1 Q. And you used those sources of information to see who would be best

2 approached, to help you, and that led you to Naser Oric, didn't it?

3 A. Yes, it did.

4 Q. Thank you. What was Mr. Oric doing in 1998? What was his

5 occupation?

6 A. You know, to my recollection, he -- I did not know until after I

7 had met him, and he was the one who informed me that he was running a

8 construction company, his own construction company.

9 Q. Right. And as far as you're aware -- if you're not aware, tell

10 us -- but as far as you're aware, that was his occupation throughout 1998?

11 A. I had no reason not to believe that.

12 Q. Now, you met him on I think a weekly basis from April to August of

13 that year, and during that particular time, during those meetings, I

14 should say, the matters that you discussed, I don't want to know what they

15 were but the matters you discussed were confined to work, weren't they,

16 information, information that he could provide to you, information that

17 you were interested in obtaining?

18 A. That's correct. It was a professional relationship.

19 Q. That's right, that's what I mean. That was the beginning and end

20 of your association and relationship with Mr. Oric, namely obtaining

21 information and his providing it to you?

22 A. That's correct.

23 Q. Did you ever question Mr. Oric about his sources of his

24 information?

25 A. No, I did not. There was -- there was -- I felt no need to.

Page 15852

1 Q. Okay. You regarded the information that he was providing to you

2 as quite reliable enough for your purposes?

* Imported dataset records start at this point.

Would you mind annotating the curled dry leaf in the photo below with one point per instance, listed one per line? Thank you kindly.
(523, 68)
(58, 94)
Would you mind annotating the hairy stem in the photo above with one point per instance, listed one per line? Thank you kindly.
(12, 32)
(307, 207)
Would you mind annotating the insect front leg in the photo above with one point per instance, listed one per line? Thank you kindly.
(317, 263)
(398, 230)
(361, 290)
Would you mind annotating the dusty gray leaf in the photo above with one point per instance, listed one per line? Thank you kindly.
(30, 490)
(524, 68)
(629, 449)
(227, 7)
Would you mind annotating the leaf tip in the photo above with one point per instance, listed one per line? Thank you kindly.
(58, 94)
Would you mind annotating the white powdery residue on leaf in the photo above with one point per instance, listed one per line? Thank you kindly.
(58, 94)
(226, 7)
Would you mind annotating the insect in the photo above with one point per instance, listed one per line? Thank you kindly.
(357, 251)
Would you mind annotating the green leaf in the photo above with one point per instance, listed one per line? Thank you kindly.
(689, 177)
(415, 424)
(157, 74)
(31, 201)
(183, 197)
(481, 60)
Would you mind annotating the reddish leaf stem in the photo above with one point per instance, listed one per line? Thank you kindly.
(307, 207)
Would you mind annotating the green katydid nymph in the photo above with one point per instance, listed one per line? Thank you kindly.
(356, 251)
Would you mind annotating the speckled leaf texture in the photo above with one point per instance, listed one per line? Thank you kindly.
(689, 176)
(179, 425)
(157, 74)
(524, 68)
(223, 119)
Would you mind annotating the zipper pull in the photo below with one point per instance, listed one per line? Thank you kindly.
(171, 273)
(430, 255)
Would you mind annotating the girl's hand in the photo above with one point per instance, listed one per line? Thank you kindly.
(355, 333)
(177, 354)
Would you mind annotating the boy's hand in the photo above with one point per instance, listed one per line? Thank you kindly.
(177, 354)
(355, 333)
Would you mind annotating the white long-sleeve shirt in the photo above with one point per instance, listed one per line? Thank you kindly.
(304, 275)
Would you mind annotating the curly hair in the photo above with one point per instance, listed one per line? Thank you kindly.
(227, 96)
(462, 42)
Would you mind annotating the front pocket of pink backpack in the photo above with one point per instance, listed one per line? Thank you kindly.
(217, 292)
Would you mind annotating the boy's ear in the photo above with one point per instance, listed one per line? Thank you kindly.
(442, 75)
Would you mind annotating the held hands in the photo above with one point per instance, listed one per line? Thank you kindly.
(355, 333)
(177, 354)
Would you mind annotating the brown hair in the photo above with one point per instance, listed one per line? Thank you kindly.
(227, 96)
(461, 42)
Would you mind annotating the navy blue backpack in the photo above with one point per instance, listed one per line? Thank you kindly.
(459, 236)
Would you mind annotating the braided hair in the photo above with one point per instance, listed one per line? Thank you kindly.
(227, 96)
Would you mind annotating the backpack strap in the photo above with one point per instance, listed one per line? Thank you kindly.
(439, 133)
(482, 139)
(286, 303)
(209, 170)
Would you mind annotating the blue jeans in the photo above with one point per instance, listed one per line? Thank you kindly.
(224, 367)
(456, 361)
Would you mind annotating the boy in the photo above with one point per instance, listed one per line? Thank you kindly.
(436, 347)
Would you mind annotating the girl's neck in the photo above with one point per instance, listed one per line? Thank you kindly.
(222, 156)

3 A. Yes. But I should clarify that all of the information that he

4 provided to us was also corroborated wherever and whenever possible

5 through other sources.

6 Q. Sure. His information was accurate, wasn't it?

7 A. Yes.

8 Q. And he had information about events occurring all over Bosnia,

9 didn't he?

10 A. Yes, he did.

11 Q. He had information about demonstrations that were going to occur,

12 correct?

13 A. Yes, he did.

14 Q. He had information about politicians?

15 A. He had, yes.

16 Q. He had information about the activities of members of all three

17 ethnic groups throughout Bosnia, didn't he?

18 A. That's correct.

19 Q. It wasn't his employment in the construction industry that

20 provided him with this information, was it?

21 A. I have no -- no way of knowing that.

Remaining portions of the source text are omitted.